Estátua de Pedro Álvares Cabral incendiada no Rio de Janeiro durante um protesto contra um projeto que retira direitos aos povos indígenas
Alfa/MadreMedia/Lusa/Sapo
O monumento fica localizado no Largo da Glória, na zona Sul do Rio, sendo que o acto de vandalismo foi motivado pela discussão em curso sobre o futuro das demarcações de terras indígenas no Brasil.
De acordo com o jornal O Globo, o monumento, que ficou danificado pelas chamas, tinha afixados cartazes com a frase « Marco Temporal é genocídio. PL [Projeto de Lei] 490 não ». Em causa estão projetos sob análise do Congresso brasileiro e do Supremo Tribunal Federal (STF) que podem retirar direitos aos povos nativos do Brasil.
A tese do chamado ‘marco temporal’ defende que povos indígenas brasileiros só podem reivindicar terras onde já viviam em 5 de outubro de 1988, dia em que entrou em vigor a atual Constituição do país. Ou seja, é necessária a confirmação da posse da terra no dia da promulgação da Constituição Federal, mesmo que os povos em causa tenham sido afastados das terras pelo uso da violência.
O monumento de Pedro Álvares Cabral em causa, foi inaugurado em maio de 1990, durante a comemoração dos 400 anos desde a chegada do navegador ao Brasil em 1500.

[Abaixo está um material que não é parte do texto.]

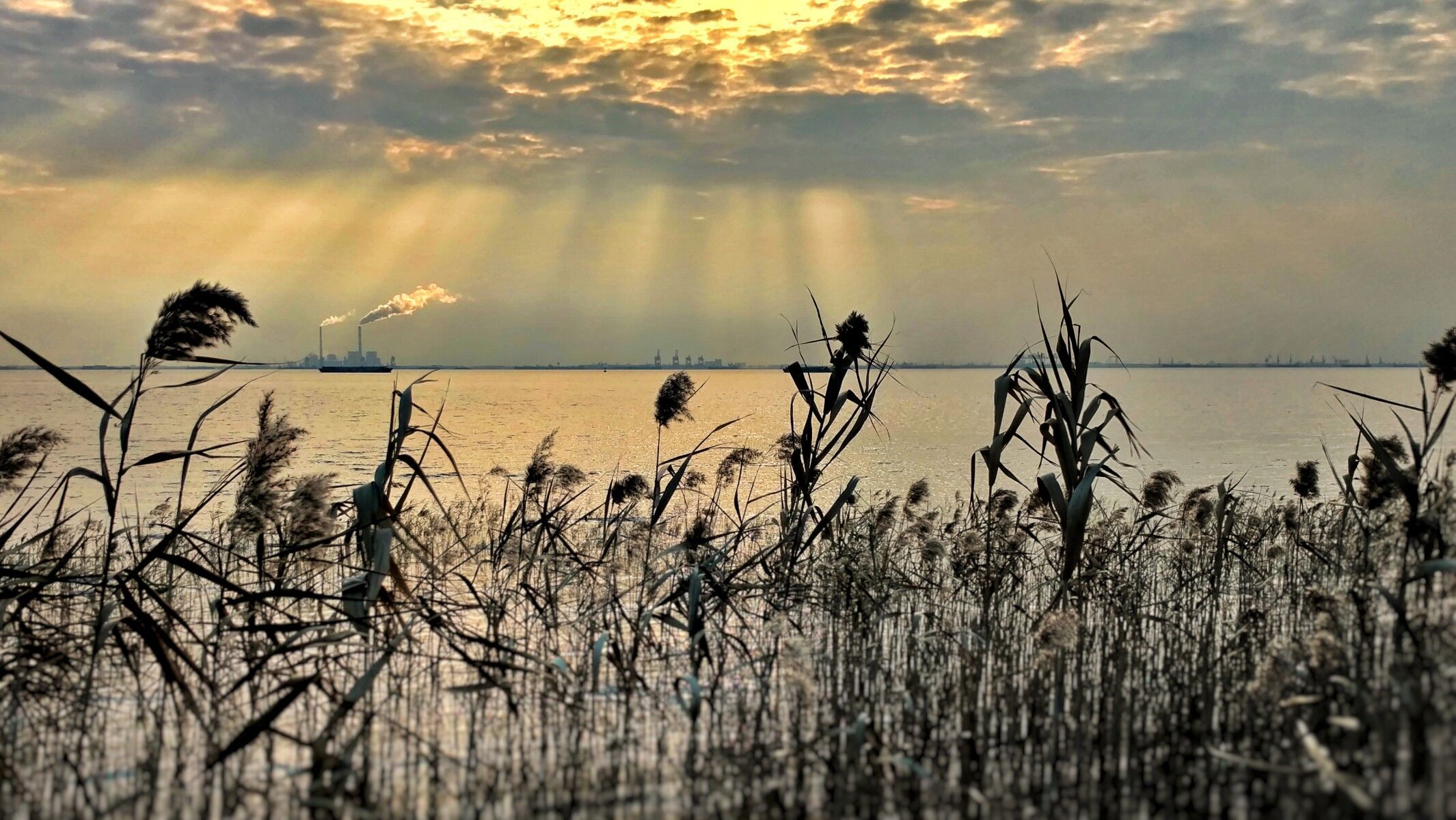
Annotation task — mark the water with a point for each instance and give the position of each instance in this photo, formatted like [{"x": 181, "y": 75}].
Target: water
[{"x": 1206, "y": 424}]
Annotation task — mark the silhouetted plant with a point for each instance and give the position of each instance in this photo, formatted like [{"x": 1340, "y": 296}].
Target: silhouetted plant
[
  {"x": 1440, "y": 359},
  {"x": 23, "y": 452},
  {"x": 671, "y": 400},
  {"x": 1306, "y": 480},
  {"x": 1158, "y": 489},
  {"x": 200, "y": 316}
]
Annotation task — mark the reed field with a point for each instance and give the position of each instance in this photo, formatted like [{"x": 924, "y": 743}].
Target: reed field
[{"x": 733, "y": 636}]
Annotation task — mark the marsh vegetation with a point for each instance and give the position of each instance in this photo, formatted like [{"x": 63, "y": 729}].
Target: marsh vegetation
[{"x": 733, "y": 636}]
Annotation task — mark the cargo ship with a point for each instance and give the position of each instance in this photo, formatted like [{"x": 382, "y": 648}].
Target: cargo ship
[{"x": 355, "y": 360}]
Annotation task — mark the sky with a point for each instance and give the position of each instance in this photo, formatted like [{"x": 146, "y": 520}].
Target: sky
[{"x": 600, "y": 180}]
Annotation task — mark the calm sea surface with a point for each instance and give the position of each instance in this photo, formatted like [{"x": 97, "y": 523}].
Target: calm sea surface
[{"x": 1252, "y": 423}]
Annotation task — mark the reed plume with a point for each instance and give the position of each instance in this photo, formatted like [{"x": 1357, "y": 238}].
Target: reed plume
[
  {"x": 671, "y": 400},
  {"x": 1440, "y": 359},
  {"x": 261, "y": 491},
  {"x": 628, "y": 489},
  {"x": 200, "y": 316},
  {"x": 1158, "y": 490},
  {"x": 23, "y": 450},
  {"x": 1306, "y": 480}
]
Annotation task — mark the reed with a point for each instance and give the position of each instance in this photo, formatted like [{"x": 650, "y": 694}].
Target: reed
[{"x": 725, "y": 640}]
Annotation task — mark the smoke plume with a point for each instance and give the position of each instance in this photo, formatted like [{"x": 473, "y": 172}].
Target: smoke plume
[{"x": 407, "y": 303}]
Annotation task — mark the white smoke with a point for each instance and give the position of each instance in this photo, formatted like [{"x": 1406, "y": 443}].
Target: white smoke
[{"x": 407, "y": 303}]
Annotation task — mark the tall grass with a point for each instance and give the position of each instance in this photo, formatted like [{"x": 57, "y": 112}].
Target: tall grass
[{"x": 733, "y": 636}]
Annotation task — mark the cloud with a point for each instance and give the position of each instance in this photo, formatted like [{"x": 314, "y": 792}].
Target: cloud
[{"x": 874, "y": 94}]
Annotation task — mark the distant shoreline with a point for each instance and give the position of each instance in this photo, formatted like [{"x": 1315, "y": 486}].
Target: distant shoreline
[{"x": 899, "y": 366}]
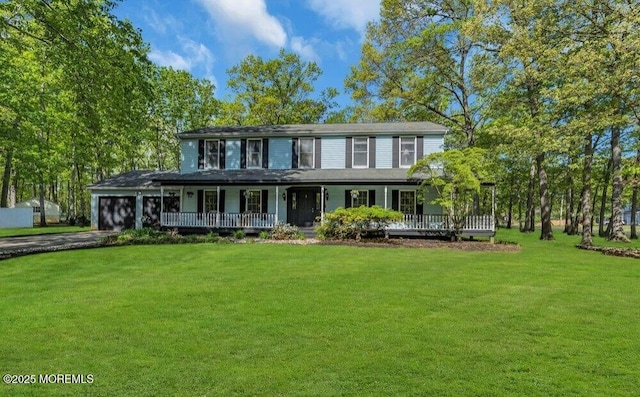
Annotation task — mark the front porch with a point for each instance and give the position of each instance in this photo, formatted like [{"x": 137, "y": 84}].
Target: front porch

Tese sobre demarcação de terras indígenas é inconstitucional
O Ministério Público (MP) brasileiro considerou hoje inconstitucional o Projeto de Lei (PL) 490, que visa consolidar em lei a polémica tese que retira direitos aos povos indígenas sobre a demarcação das suas terras.
« Para o MP brasileiro, são inconstitucionais quaisquer medidas que enfraqueçam a proteção às terras indígenas prevista no artigo 231 da Constituição, violem direitos fundamentais e ofendam o direito adquirido dos povos indígenas às terras tradicionalmente ocupadas », destacou o procurador Paulo de Tarso Oliveira.

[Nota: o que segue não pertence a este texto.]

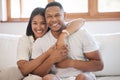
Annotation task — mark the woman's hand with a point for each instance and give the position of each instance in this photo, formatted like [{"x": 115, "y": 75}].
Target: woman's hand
[
  {"x": 57, "y": 55},
  {"x": 64, "y": 63}
]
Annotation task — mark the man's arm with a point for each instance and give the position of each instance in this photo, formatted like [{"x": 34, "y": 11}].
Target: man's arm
[
  {"x": 72, "y": 27},
  {"x": 56, "y": 55},
  {"x": 94, "y": 62}
]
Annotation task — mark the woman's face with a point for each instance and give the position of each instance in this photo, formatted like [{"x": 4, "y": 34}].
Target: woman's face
[{"x": 39, "y": 26}]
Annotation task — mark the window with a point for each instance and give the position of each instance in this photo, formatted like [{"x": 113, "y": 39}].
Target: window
[{"x": 20, "y": 10}]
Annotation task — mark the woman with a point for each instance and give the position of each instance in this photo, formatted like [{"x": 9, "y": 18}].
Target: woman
[{"x": 37, "y": 28}]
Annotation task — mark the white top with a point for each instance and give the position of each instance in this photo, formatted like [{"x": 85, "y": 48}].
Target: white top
[
  {"x": 24, "y": 50},
  {"x": 80, "y": 42}
]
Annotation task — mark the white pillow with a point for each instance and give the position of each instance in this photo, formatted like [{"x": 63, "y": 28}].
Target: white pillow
[{"x": 110, "y": 51}]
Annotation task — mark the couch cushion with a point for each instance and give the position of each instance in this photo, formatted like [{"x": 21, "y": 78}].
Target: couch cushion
[
  {"x": 8, "y": 50},
  {"x": 110, "y": 50}
]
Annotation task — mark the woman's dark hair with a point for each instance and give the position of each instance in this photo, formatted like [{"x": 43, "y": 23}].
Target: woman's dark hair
[{"x": 35, "y": 12}]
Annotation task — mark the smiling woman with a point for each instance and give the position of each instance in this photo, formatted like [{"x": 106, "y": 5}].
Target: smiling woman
[{"x": 88, "y": 9}]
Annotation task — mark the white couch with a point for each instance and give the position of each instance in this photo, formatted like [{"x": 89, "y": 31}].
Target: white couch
[{"x": 109, "y": 47}]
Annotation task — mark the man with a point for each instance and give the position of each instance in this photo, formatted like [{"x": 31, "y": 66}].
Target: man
[{"x": 83, "y": 56}]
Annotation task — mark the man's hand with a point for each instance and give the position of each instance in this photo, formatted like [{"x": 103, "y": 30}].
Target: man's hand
[{"x": 64, "y": 63}]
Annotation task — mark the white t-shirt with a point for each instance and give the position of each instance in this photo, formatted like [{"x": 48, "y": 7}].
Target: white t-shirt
[
  {"x": 79, "y": 42},
  {"x": 24, "y": 50}
]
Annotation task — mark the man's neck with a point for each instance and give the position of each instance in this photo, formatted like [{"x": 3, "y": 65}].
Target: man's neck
[{"x": 57, "y": 33}]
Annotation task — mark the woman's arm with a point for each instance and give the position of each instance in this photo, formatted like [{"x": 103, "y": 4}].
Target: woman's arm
[{"x": 72, "y": 27}]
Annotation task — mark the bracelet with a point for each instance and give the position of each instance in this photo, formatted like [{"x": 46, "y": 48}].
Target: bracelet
[{"x": 66, "y": 32}]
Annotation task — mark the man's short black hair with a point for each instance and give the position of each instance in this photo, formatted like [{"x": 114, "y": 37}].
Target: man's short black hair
[{"x": 54, "y": 3}]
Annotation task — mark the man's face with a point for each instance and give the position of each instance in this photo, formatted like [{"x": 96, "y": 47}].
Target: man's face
[{"x": 54, "y": 18}]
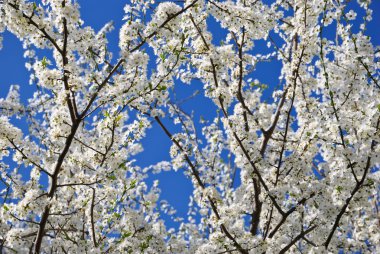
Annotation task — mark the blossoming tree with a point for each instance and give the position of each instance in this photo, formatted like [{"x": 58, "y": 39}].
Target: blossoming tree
[{"x": 308, "y": 160}]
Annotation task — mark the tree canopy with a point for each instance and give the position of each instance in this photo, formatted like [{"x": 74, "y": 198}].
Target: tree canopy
[{"x": 291, "y": 166}]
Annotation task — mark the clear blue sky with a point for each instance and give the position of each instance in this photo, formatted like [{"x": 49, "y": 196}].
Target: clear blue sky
[{"x": 176, "y": 188}]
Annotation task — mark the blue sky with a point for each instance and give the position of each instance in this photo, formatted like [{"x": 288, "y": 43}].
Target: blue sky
[{"x": 176, "y": 188}]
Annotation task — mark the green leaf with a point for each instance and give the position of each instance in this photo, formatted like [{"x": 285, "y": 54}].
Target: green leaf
[
  {"x": 132, "y": 184},
  {"x": 161, "y": 88}
]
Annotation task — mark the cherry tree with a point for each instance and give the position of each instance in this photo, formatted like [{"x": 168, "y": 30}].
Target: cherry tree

A manifestação do MP foi feita durante uma audiência pública no Senado. Além de representantes do MP, participaram no evento lideranças indígenas e representantes de organizações de investigação e de defesa de direitos socioambientais.

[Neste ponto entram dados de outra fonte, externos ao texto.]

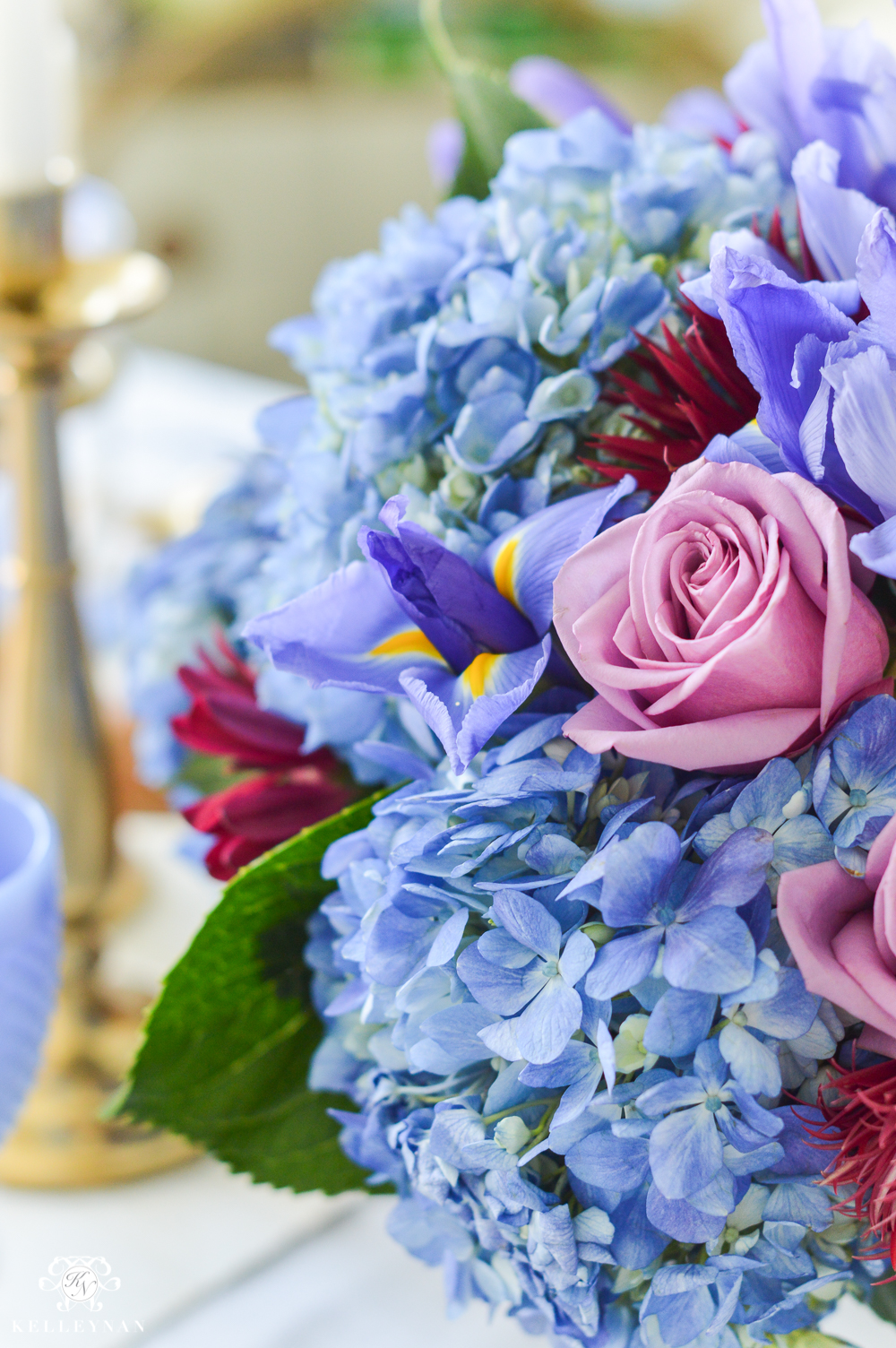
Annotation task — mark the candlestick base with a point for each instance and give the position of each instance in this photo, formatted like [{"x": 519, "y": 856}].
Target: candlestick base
[
  {"x": 61, "y": 1139},
  {"x": 50, "y": 740}
]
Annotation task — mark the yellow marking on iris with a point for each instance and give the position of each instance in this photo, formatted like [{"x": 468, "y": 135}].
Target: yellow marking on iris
[
  {"x": 504, "y": 570},
  {"x": 409, "y": 644},
  {"x": 476, "y": 674}
]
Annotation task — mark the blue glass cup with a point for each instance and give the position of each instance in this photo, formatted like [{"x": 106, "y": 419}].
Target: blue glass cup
[{"x": 30, "y": 940}]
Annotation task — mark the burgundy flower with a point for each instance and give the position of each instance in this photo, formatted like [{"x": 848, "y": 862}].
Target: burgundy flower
[
  {"x": 860, "y": 1118},
  {"x": 698, "y": 393},
  {"x": 254, "y": 815}
]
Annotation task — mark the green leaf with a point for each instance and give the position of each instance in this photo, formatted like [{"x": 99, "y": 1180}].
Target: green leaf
[
  {"x": 229, "y": 1041},
  {"x": 486, "y": 104},
  {"x": 884, "y": 1301}
]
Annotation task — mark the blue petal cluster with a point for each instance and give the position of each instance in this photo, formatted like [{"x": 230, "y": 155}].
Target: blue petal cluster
[
  {"x": 459, "y": 367},
  {"x": 569, "y": 1040}
]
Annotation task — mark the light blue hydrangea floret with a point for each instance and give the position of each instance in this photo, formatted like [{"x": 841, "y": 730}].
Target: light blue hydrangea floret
[
  {"x": 570, "y": 1041},
  {"x": 855, "y": 781}
]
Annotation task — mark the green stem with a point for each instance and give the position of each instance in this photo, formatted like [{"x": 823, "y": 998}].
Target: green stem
[
  {"x": 523, "y": 1104},
  {"x": 436, "y": 35}
]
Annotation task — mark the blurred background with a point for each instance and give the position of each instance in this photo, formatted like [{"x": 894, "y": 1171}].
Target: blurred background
[{"x": 256, "y": 139}]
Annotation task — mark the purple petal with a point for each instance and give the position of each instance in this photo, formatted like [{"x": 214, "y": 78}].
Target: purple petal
[
  {"x": 686, "y": 1152},
  {"x": 702, "y": 114},
  {"x": 574, "y": 1062},
  {"x": 575, "y": 1099},
  {"x": 457, "y": 1032},
  {"x": 638, "y": 874},
  {"x": 767, "y": 315},
  {"x": 620, "y": 1163},
  {"x": 735, "y": 872},
  {"x": 448, "y": 938},
  {"x": 444, "y": 146},
  {"x": 439, "y": 591},
  {"x": 529, "y": 922},
  {"x": 877, "y": 550},
  {"x": 497, "y": 989},
  {"x": 607, "y": 1053},
  {"x": 876, "y": 272},
  {"x": 678, "y": 1093},
  {"x": 558, "y": 92},
  {"x": 833, "y": 217},
  {"x": 864, "y": 421},
  {"x": 623, "y": 963},
  {"x": 713, "y": 954},
  {"x": 349, "y": 631},
  {"x": 577, "y": 959},
  {"x": 547, "y": 1024}
]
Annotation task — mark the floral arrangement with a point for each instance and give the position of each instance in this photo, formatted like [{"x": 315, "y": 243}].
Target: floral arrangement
[{"x": 580, "y": 553}]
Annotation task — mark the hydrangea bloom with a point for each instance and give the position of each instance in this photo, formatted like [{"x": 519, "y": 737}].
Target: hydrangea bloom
[
  {"x": 540, "y": 1144},
  {"x": 554, "y": 983},
  {"x": 460, "y": 366}
]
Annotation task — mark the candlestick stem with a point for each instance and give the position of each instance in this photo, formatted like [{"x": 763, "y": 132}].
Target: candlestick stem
[{"x": 50, "y": 739}]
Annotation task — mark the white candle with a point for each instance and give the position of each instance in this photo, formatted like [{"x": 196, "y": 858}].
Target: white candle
[{"x": 38, "y": 96}]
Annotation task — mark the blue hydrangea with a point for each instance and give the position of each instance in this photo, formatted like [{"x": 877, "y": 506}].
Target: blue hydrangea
[
  {"x": 459, "y": 367},
  {"x": 570, "y": 1041}
]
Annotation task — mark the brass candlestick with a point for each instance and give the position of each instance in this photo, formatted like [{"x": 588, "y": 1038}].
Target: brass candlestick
[{"x": 50, "y": 740}]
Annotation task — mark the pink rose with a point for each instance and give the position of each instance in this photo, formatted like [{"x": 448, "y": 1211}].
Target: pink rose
[
  {"x": 842, "y": 935},
  {"x": 722, "y": 627}
]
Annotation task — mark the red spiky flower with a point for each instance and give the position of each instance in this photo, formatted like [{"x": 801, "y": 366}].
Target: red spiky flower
[
  {"x": 695, "y": 390},
  {"x": 294, "y": 791},
  {"x": 860, "y": 1118}
]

« O PL 490 e demais iniciativas que visam suprimir ou reduzir os direitos indígenas ofendem normas internacionais de direitos humanos, por violação à autonomia dos povos indígenas e ao direito ao usufruto exclusivo das suas terras, e pela contrariedade ao princípio da vedação ao retrocesso social e ao direito à consulta livre, prévia e informada », frisou ainda o Ministério Público em comunicado.
De um lado, a bancada ruralista e instituições ligadas à agropecuária defendem a tese. Do outro, povos indígenas temem perder direito a áreas em processo de demarcação.
Nesse sentido, milhares de indígenas de diferentes regiões do Brasil encontram-se acampados em Brasília, capital do país, desde domingo, para tentar travar a perda de direitos.
“A minha experiência na Amazónia tem revelado que todas essas proposições legislativas vêm a reboque de uma dinâmica de violência e de ameaças fomentadas – por ação ou por omissão – pelo próprio Estado Brasileiro, e isso é de uma violência absurda”, alertou ainda Oliveira.
O representante do MP acrescentou que há uma relação direta entre as manifestações políticas de agentes do Executivo e o aumento da violência contra os indígenas.
O Brasil tem, sob análise, 237 pedidos de demarcação de terras indígenas. De acordo com a legislação brasileira, a demarcação estabelece claramente as áreas que pertencem aos povos indígenas, conferindo-lhes segurança jurídica sobre o direito coletivo em relação aos territórios, realçou a organização não governamental (ONG) Human Rights Watch, alertando que muito pedidos de demarcação estão pendentes há décadas.
Atualmente, vivem mais de 900 mil indígenas no Brasil, de 305 povos distintos, que falam mais de 180 línguas, de acordo com dados oficiais.